There are many search engines out there but most of the time, site owners care about getting their site indexed on the almighty Google. One way to perform better on the search engine is to use meta robot tags.

The meta robot tag is a consensus meta tag among search engines like Google, Yahoo, and Bing. The use of the meta tag is to let web developers have accessibility control for web pages, against search engine crawlers. For instance, something like noindex will prevent all robots from the search engines from putting your web page in their index.

Google’s own robot is called Googlebot. In this post we will see how we address Googlebot exclusively through meta tags.

Addressing Googlebot

To address Googlebot, specify the meta name as googlebot instead of just robots. This example will prevent Googlebot from putting your web page in their index but still allow bots from Bing and Yahoo to crawl the page. Thus your web pages may still appear in Bing and Yahoo search results.

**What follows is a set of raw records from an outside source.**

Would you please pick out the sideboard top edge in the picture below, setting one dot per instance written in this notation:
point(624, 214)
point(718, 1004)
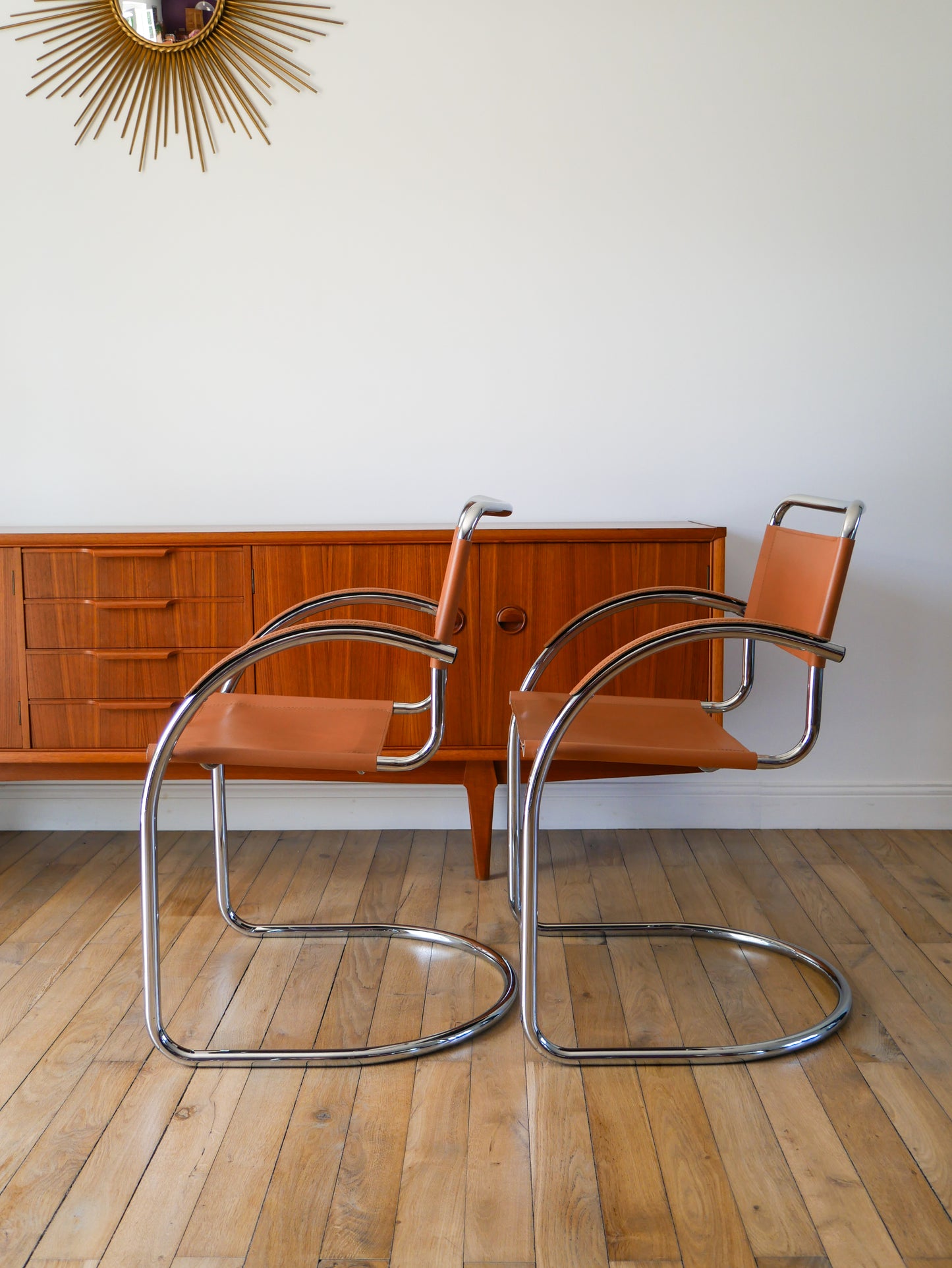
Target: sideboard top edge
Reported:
point(236, 536)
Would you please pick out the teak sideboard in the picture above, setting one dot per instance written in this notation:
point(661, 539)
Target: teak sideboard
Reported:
point(101, 633)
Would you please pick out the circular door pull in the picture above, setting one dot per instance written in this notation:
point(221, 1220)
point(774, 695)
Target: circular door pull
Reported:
point(511, 620)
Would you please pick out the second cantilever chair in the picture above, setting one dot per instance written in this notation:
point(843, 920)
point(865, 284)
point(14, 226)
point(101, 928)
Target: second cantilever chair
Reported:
point(213, 727)
point(794, 600)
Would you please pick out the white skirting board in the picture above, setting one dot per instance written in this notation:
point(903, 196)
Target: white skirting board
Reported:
point(676, 801)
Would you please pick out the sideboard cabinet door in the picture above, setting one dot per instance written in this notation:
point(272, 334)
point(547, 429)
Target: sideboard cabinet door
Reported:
point(551, 584)
point(287, 575)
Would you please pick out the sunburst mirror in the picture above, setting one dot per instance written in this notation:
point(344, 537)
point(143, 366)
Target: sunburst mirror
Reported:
point(156, 67)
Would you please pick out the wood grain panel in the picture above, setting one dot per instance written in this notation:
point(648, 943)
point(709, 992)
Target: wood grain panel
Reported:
point(554, 583)
point(149, 623)
point(122, 571)
point(13, 699)
point(98, 723)
point(119, 675)
point(287, 575)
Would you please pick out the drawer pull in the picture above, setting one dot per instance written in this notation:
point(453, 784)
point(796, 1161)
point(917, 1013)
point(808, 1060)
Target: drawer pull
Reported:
point(511, 620)
point(128, 656)
point(125, 604)
point(109, 553)
point(123, 705)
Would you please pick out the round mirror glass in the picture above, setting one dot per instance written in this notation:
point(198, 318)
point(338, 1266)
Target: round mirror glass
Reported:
point(167, 22)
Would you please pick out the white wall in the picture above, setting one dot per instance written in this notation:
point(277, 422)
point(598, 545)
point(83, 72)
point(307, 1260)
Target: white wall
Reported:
point(613, 260)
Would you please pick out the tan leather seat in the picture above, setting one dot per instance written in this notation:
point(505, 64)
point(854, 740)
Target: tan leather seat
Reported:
point(632, 730)
point(296, 732)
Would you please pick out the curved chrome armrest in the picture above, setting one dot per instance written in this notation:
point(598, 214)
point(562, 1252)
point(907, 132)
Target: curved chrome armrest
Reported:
point(263, 646)
point(620, 604)
point(347, 599)
point(233, 665)
point(699, 632)
point(851, 511)
point(676, 635)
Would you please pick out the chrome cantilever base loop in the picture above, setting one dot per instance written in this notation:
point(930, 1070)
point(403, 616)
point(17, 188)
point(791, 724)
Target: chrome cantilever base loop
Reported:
point(524, 901)
point(718, 1054)
point(370, 1055)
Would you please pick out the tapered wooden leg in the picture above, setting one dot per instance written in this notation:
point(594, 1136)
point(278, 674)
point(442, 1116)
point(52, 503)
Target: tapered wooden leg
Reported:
point(480, 780)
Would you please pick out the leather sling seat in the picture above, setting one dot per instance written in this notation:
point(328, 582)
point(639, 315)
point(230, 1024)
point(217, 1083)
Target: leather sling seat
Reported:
point(630, 730)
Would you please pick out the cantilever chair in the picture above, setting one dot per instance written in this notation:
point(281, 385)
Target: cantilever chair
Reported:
point(213, 727)
point(794, 600)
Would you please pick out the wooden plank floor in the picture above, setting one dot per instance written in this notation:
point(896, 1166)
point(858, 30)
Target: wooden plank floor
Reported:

<meta name="googlebot" content="noindex">

Google has a number of special robots that crawl through different kinds of content such as Image, News, Video, Ads and Mobile. Google allows you to block these robots individually. If you do not want your website to appear in Google Mobile search results, for example, you can specify the meta robot tag this way:

<meta name="googlebot-mobile" content="noindex">

The full list of Google bot types can be found in the Google’s Website Crawlers page.

Prevent Image Indexing

It’s a real irritating when you find your copyrighted image used by someone else without your prior permission. If you want to minimize this from happening, you can prevent Google from putting your images on their index.

Specify the meta robot tag with the value of noimageindex. This will prevent the robot from indexing all the images in the page and your images will not appear in Google Image Search results, which is where people usually search for images.

<meta name="googlebot" content="noimageindex">

Alternatively, you can set the meta name as googlebot-image to specifically prevent Google’s robots from crawling your site for images.

<meta name="googlebot-image" content="noimageindex">

Prevent Translating

Google Chrome offers the translation of a site in foreign language to the visitor’s favorite or local language, with the help of Google Translate. While Google Translate translation is getting better, it’s far from perfect for some languages. The translation output could sometimes be really quirky.

If you don’t want Google to translate your web pages, set the googlebot meta with the value of notranslate, like so.

<meta name="googlebot" content="notranslate">

If you want to prevent a certain section of the page from being translated, you can add the notranslate class within the element wrapping the content:

<div class="notranslate">
<!-- the content -->

Google will ignore this <div> completely.

Prevent Indexing After A Specified Time

You can also prevent Google from indexing your web pages after certain period of time. This will be particularly useful for web pages which are only relevant within a timeframe, such as an event registration page, for example.

In this case, you probably want to tell the robot to not crawl and index this page after the event has ended, thereby preventing it from showing up in Google’s search results.

To do this, specify the meta tag with the value of unavailable_after then followed by the time info. The time format should comply with the RFC-850 format, for example: Thursday, 26-Sep-14 10:00:00 UTC

<meta name="googlebot" content="unavailable_after: Monday, 29-Sep-14 10:00:00 UTC">

Giving the above example, Google robot will not crawl the page after 29-Sep-14. The page will eventually disappear from the index, yet you can still retain the page for archiving in your website.